Per chi si occupa di clima la pubblicazione annuale del World Energy Outlook, ormai una ricorrenza mondiale, avviene all'insegna di una domanda implicita: lo scenario energetico più importante del mondo conterrà qualche segnale di riduzione delle emissioni? Come un eterno ritorno dell'identico la domanda si ripropone immutata ogni anno, sotto la spinta di dati e segnali che si raccolgono durante i mesi che precedono il WEO, che segnalano espansioni delle rinnovabili o avanzamenti nell'ambito della decarbonizzazione. La stessa IEA, all’interno del WEO, sottolinea i progressi verso una diffusione capillare dell'elettricità generata da fonti a basso o nullo contenuto di carbonio. Si ha quasi l’impressione che la IEA voglia dare un messaggio di speranza e di conferma della possibilità di un futuro energetico diverso. Tuttavia, puntualmente, i fuochi di artificio della dichiarata decarbonizzazione si scontrano con la brutalità del dato sulle emissioni contenuto nel WEO, sia esso quello concernente le azioni di policy pianificate (New Policies Scenario) o ancor peggio quello tendenziale (Current Policies). Questa è stata l’amara realtà degli anni passati e questa è la triste situazione descritta nello scenario di quest’anno. Anzi, lo scenario presentato a Londra lo scorso 13 novembre è quanto mai negativo nelle sue conclusioni di fondo.
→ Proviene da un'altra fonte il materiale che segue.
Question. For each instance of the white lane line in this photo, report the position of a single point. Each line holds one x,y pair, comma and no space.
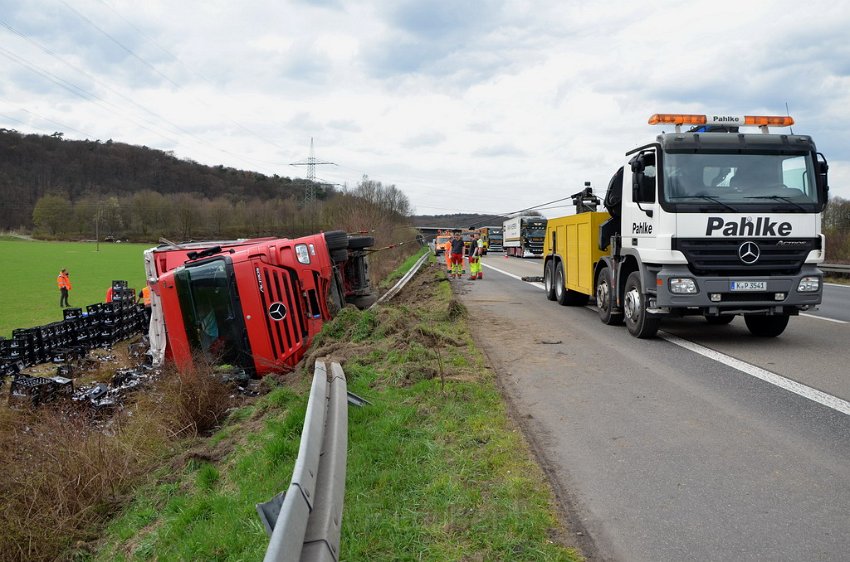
812,394
823,318
517,277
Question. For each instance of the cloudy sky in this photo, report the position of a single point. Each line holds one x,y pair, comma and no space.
466,106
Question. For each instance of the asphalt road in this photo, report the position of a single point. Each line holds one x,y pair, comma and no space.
677,448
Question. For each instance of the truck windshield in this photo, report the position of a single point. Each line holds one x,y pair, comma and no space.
213,325
741,181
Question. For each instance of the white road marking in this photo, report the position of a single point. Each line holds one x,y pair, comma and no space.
823,318
812,394
517,277
770,377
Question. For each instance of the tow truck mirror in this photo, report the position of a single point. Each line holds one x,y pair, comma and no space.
637,163
643,188
821,169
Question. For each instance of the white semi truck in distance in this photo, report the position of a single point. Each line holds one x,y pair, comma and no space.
523,236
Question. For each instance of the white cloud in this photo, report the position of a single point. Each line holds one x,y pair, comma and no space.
496,104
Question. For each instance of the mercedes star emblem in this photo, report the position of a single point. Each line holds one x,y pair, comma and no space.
749,252
277,311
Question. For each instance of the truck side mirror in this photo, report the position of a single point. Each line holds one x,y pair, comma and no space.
821,177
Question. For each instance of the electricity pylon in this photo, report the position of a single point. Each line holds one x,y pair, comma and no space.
311,162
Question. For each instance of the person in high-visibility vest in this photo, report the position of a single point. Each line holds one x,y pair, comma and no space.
145,296
64,282
476,250
457,251
447,249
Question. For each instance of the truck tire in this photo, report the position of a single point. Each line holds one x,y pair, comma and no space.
605,298
336,240
766,326
360,242
564,296
640,324
721,320
549,279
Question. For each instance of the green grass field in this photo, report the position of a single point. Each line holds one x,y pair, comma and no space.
29,295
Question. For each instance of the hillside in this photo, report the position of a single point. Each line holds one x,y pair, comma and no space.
32,166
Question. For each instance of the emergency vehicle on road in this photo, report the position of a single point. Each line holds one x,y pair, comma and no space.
710,222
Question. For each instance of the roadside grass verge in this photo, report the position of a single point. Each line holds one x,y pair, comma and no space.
29,295
436,468
399,272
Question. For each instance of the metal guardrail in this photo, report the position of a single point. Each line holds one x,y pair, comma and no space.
839,268
403,281
304,522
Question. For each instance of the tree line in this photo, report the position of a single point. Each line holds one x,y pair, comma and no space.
102,180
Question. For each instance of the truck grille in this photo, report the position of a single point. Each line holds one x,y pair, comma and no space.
719,257
285,335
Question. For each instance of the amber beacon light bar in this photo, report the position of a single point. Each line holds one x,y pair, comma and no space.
761,121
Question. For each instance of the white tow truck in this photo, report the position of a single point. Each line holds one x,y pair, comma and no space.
710,221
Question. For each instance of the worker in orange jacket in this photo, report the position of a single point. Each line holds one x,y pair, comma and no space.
64,283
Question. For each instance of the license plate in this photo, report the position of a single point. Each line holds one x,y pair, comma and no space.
748,286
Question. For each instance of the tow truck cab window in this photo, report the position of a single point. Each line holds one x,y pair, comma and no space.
643,177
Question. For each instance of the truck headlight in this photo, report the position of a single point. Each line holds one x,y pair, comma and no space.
682,286
302,253
808,284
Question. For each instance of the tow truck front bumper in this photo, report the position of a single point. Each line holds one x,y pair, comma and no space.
779,294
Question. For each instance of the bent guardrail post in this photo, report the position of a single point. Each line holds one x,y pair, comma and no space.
305,521
321,542
402,282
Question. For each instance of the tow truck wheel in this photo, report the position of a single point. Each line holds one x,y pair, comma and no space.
605,298
640,324
766,326
564,296
548,280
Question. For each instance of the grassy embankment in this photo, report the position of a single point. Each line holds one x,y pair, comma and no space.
29,295
436,469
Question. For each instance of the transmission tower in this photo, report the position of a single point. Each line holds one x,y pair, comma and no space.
311,162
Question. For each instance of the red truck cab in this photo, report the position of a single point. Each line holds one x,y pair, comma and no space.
254,304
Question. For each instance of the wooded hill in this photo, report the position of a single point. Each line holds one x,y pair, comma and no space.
458,220
98,175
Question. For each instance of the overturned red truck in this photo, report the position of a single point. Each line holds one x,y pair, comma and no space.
255,304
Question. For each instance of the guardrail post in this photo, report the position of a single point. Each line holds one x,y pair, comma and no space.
305,522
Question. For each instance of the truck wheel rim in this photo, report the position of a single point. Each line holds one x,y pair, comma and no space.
602,295
631,304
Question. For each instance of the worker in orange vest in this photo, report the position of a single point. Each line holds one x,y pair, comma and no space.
447,249
64,282
145,295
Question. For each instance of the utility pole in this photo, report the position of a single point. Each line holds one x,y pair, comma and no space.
311,162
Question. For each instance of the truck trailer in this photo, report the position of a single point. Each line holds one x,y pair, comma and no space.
255,304
710,222
493,240
523,236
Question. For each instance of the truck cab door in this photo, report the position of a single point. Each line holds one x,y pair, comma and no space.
640,200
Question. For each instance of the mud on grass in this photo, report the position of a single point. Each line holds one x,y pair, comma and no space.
436,469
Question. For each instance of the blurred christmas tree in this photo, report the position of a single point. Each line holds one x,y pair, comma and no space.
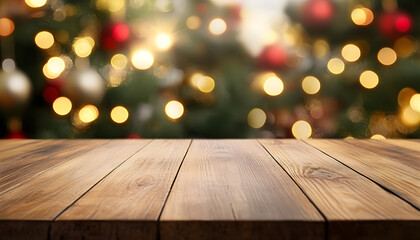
232,69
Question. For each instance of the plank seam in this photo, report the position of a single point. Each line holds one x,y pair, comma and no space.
170,190
301,189
372,180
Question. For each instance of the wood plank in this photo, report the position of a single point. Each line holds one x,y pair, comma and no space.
397,177
127,203
233,189
20,169
347,199
48,194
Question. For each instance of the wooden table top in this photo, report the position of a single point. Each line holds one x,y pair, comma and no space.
209,189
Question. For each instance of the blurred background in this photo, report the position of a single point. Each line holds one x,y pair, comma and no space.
209,69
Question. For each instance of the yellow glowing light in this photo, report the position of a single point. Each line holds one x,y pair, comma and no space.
273,86
83,46
362,16
119,61
62,106
256,118
88,113
387,56
377,136
6,27
311,85
119,114
335,66
35,3
142,59
205,84
163,41
415,102
217,26
351,52
44,39
193,22
369,79
174,109
301,129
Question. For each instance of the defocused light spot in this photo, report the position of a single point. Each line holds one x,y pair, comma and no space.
311,85
119,61
256,118
174,109
217,26
387,56
205,84
88,113
62,106
351,52
335,65
6,27
163,41
35,3
119,114
273,86
193,22
301,129
142,59
369,79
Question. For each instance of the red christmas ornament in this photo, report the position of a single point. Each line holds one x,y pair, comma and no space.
272,57
317,13
394,24
115,36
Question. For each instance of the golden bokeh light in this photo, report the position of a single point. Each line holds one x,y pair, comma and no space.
362,16
88,113
119,114
217,26
62,106
311,85
44,39
369,79
6,27
387,56
142,59
256,118
35,3
273,86
205,84
335,66
119,61
351,52
174,109
301,129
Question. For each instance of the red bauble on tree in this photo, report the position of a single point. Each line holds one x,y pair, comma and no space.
115,36
273,57
394,24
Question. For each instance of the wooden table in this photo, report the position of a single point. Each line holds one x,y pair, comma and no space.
209,189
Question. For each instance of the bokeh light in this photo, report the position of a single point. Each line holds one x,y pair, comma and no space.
369,79
256,118
62,106
335,66
119,114
142,59
301,129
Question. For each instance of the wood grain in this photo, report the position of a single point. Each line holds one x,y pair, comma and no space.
134,194
234,189
342,195
393,174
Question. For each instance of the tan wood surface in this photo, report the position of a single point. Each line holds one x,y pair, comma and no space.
343,195
134,194
232,189
393,174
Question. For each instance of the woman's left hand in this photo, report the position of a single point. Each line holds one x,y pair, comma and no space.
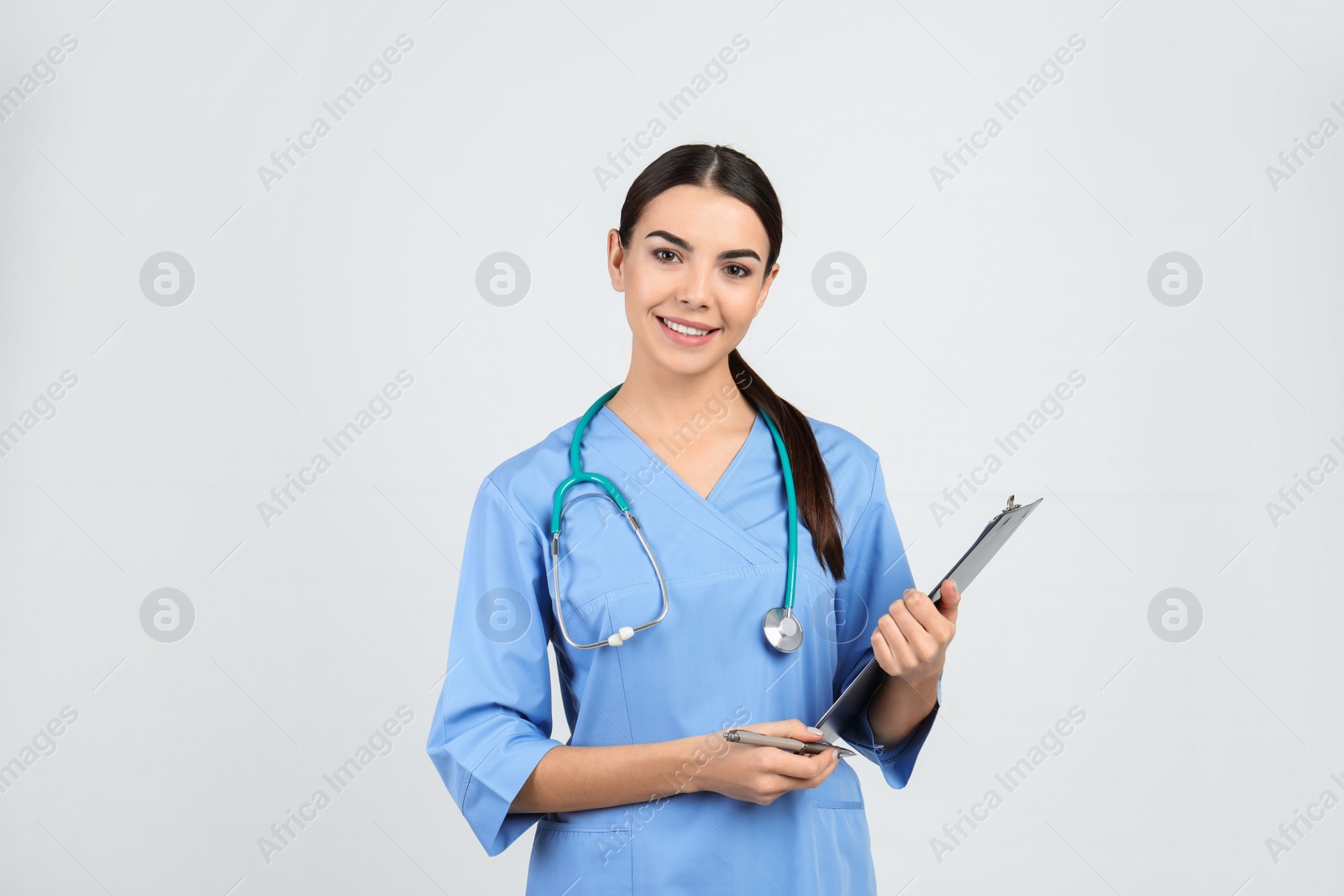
911,638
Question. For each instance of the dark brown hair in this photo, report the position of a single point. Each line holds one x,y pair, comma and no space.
736,175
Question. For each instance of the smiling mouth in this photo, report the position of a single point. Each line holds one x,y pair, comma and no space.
685,329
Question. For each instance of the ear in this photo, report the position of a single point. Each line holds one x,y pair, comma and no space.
765,288
616,259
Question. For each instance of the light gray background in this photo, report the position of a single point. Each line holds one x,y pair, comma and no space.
980,298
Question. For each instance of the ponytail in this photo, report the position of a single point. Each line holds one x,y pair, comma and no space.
811,479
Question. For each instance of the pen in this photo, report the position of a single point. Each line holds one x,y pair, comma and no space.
743,736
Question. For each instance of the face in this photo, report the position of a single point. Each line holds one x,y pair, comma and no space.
696,262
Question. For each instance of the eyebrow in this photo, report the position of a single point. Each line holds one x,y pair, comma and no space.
682,244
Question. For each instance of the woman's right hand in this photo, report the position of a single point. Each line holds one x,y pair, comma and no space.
764,774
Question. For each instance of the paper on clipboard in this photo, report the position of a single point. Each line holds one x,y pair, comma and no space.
860,691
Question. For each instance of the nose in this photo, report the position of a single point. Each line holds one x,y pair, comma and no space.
694,291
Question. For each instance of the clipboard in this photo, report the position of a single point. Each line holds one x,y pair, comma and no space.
860,691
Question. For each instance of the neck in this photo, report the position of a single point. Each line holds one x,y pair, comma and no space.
655,401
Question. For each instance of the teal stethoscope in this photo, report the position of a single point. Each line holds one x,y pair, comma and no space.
783,629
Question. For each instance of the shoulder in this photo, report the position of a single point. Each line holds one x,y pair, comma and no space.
853,466
528,481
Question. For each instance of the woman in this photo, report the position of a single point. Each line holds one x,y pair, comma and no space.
647,797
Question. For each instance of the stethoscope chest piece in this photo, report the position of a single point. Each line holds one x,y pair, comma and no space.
783,629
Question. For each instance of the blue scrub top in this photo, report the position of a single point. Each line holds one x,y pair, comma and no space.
706,667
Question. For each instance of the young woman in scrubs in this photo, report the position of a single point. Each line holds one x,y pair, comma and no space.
645,795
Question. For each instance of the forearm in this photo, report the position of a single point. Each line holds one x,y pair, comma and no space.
900,707
575,778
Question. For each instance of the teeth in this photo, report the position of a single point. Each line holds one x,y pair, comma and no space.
679,328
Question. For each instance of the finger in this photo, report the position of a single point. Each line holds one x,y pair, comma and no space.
790,765
786,728
922,644
924,610
951,600
882,651
897,642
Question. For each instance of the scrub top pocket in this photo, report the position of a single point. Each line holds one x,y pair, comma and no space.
585,857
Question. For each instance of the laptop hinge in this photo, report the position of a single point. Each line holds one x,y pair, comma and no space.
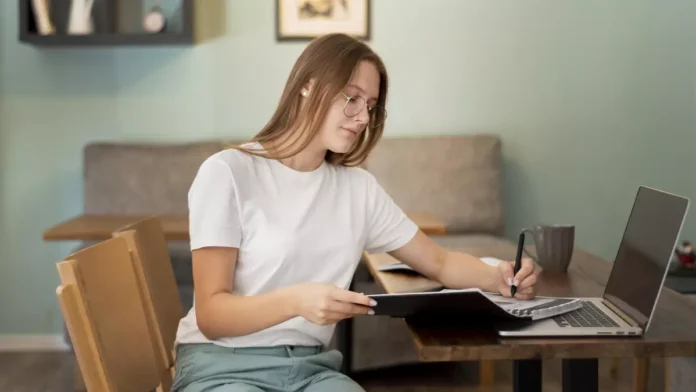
620,313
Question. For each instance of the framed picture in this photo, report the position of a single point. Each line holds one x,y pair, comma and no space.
307,19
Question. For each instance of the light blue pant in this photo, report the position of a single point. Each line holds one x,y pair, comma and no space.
208,367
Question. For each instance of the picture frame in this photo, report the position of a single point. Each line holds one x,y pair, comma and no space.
304,20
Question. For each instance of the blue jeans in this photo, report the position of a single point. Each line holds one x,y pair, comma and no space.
208,367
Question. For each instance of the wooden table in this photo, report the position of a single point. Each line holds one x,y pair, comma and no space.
101,227
672,332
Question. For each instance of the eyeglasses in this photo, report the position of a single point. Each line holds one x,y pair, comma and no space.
354,105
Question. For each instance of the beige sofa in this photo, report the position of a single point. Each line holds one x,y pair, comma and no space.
455,178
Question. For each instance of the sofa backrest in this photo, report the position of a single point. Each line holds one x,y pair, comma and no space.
457,179
142,178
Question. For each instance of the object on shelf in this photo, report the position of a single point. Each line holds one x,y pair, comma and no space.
154,21
685,254
81,21
89,23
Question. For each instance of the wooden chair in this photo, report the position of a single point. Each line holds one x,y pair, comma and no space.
106,318
156,281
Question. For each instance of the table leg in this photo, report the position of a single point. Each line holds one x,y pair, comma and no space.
527,375
580,375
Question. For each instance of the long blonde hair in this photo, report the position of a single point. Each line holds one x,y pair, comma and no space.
330,61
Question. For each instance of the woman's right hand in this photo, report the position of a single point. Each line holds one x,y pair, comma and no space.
324,304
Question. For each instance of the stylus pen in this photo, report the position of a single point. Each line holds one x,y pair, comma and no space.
518,262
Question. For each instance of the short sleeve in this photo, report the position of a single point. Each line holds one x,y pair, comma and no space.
213,212
388,227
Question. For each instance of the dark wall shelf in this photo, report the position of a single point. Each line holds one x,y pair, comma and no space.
105,34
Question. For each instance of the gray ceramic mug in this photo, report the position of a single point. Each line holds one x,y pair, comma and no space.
554,246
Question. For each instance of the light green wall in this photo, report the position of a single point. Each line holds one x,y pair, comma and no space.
591,98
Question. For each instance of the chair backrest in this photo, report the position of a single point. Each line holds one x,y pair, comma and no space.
141,178
106,319
156,280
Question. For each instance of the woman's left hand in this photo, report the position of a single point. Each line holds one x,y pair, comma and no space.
525,280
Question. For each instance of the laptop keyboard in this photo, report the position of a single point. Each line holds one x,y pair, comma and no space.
588,316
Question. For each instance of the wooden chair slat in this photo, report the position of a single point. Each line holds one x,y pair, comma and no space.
72,306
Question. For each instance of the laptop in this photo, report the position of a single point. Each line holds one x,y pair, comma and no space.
637,275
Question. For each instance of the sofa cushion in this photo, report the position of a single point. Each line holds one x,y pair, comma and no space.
147,178
457,179
479,245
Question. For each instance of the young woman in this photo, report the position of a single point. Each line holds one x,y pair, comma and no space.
278,226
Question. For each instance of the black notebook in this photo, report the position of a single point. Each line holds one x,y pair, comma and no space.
471,302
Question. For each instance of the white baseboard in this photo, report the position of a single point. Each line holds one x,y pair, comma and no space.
54,342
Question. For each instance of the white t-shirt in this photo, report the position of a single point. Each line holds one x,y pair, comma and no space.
291,227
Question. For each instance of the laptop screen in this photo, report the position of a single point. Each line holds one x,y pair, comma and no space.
644,252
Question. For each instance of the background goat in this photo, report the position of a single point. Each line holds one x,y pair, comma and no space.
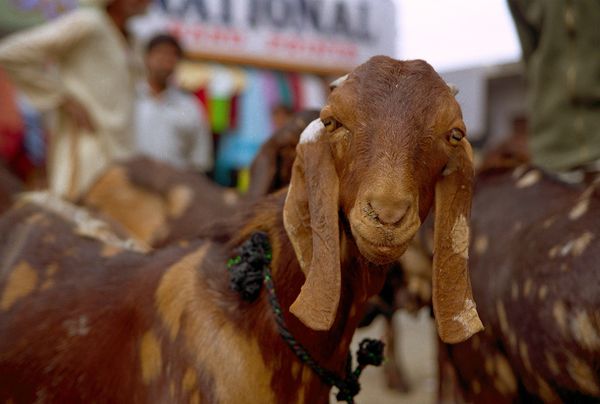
534,268
160,204
83,322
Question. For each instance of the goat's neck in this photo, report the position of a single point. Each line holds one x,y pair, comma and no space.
360,280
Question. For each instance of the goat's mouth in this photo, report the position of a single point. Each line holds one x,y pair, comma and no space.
382,246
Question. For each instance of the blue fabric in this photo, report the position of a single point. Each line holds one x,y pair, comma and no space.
238,148
33,142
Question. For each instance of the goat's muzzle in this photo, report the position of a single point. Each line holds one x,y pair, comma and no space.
382,233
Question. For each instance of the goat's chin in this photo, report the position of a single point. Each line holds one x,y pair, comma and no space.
380,255
379,245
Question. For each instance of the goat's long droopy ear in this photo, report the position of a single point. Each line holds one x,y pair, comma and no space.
310,216
453,304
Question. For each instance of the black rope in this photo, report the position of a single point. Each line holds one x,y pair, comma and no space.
249,269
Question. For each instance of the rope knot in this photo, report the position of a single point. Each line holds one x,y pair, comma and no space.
246,270
370,352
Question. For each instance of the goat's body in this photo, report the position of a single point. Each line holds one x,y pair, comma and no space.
96,323
534,275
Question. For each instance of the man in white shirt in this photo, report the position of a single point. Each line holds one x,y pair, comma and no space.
170,124
88,93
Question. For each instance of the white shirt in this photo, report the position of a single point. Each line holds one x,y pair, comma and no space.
91,62
171,127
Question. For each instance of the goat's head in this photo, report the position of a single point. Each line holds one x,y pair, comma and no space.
389,141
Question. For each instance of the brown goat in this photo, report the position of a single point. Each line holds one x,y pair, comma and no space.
160,204
81,321
534,267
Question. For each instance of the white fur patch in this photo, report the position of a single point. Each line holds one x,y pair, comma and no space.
337,82
460,237
468,315
529,179
312,132
85,224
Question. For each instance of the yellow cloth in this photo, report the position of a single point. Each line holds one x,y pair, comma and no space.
82,55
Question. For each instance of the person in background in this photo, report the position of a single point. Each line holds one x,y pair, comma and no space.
280,114
560,40
170,124
78,68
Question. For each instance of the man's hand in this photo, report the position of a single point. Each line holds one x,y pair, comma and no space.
78,113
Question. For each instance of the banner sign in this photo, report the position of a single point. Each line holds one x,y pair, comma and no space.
311,34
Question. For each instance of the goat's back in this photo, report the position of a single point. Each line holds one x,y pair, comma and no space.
533,258
75,312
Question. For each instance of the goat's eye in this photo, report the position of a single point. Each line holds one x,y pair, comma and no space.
456,136
331,124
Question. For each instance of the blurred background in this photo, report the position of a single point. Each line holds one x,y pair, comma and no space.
251,63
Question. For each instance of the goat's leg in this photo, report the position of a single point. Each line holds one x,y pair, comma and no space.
395,375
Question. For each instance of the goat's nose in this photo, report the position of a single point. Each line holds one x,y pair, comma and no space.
388,210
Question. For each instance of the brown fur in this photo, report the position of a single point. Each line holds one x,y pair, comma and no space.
160,204
166,327
536,284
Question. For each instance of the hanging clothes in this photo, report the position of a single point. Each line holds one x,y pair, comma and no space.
238,148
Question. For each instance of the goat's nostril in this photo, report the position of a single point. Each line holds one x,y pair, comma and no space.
386,211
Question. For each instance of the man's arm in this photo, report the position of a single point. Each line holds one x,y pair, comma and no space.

Nell’Executive Summary si possono leggere le seguenti implacabili parole della IEA: “Nello Scenario New Energy Policy, le emissioni di anidride carbonica derivanti dal sistema energetico seguono una direttrice di lento aumento da qui al 2040, ma questa traiettoria non si concilia affatto con quella che, secondo il mondo scientifico, sarebbe necessario percorrere per contrastare il cambiamento climatico (…) Il trend emissivo previsto rappresenta un grande fallimento collettivo nel far fronte agli impatti ambientali associati all’uso di energia”. Forse mai la IEA era stata così negativa e così esplicita: “a major collective failure”, questa l’espressione usata, laddove la parola “collective” punta il dito su un’intera generazione di esseri umani, inerme di fronte al disastro che essa stessa segnala.

La situazione ha del paradossale perché, a fronte di dati positivi relativi al presente - le rinnovabili si espandono come non mai e l’efficienza energetica avanza - ci si aspetterebbe ancor di più dati positivi circa un futuro posto a distanza di un paio di decadi. E invece, come il criceto che gira nella ruota, l’essere umano si ritrova al punto di partenza: le rinnovabili si espandono, ma “a major collective failure” si manifesta. Dunque che cosa accade? Sono errati i dati del presente? La dichiarata decarbonizzazione è fenomeno fittizio? Nulla affatto: la transizione energetica è avviata ed effettivamente, come dice la IEA, la grande crescita della domanda energetica sarà soddisfatta dalle fonti verdi a scapito di quelle fossili, carbone in primis, e la quota di generazione da rinnovabili aumenterà dall’attuale 25% al 40% nel 2040, mentre il carbone seguirà il percorso inverso. E tuttavia, ciò non è sufficiente, perché tale transizione energetica - che è fenomeno concreto e reale - non ha velocità sufficiente per contrastare la crescita delle emissioni, e nella questione climatica la velocità delle policy è tutto, o quasi. Di qui il dato terribile delle emissioni che la IEA sintetizza in un grafico a pagina 106, il quale confronta le emissioni dello scenario New Policies con quelle dello scenario Sustainable Development, ovvero quello che porterebbe agli ambiti 2°C. 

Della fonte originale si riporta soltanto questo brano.